Im Hinweisbeschluss des OLG Hamm vom 02.06.2021 - 11 U 93/20 -, der zur Berufungsrücknahme und Rechtskraft des Urteils des LG Dortmund vom 27.04.2020 - 25 O 373/18 - geführt hat, geht es um die Notwendigkeit einer Warnbeschilderung bei übermäßiger Glätte, verursacht durch das Blattlaussekret von Linden.

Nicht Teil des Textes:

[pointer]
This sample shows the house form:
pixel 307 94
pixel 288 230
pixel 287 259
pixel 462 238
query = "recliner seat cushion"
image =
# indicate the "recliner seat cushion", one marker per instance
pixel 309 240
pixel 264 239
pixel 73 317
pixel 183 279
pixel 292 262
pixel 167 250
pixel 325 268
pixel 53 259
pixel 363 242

Dem lag folgender Sachverhalt zugrunde:

Die Klägerin befuhr mit ihrem E-Bike am 02.08.2016 einen auch für das Radfahren freigegebenen Gehweg der beklagten Kommune, stürzte auf regennassem Belag und verletzte sich hierdurch. Unfallursache war, dass das von angrenzenden Linden abgegebene Sekret von Blattläusen in Verbindung mit Regen - jedenfalls nach einer längeren Trockenperiode - zu einer zeitweiligen Glätte führt. Hierdurch hatte es in der Vergangenheit bereits verschiedene Unfälle gegeben. Die Straßenreinigungspflicht an der Unfallstelle war durch die einschlägige Straßenreinigungssatzung der Kommune auf die Anlieger übertragen.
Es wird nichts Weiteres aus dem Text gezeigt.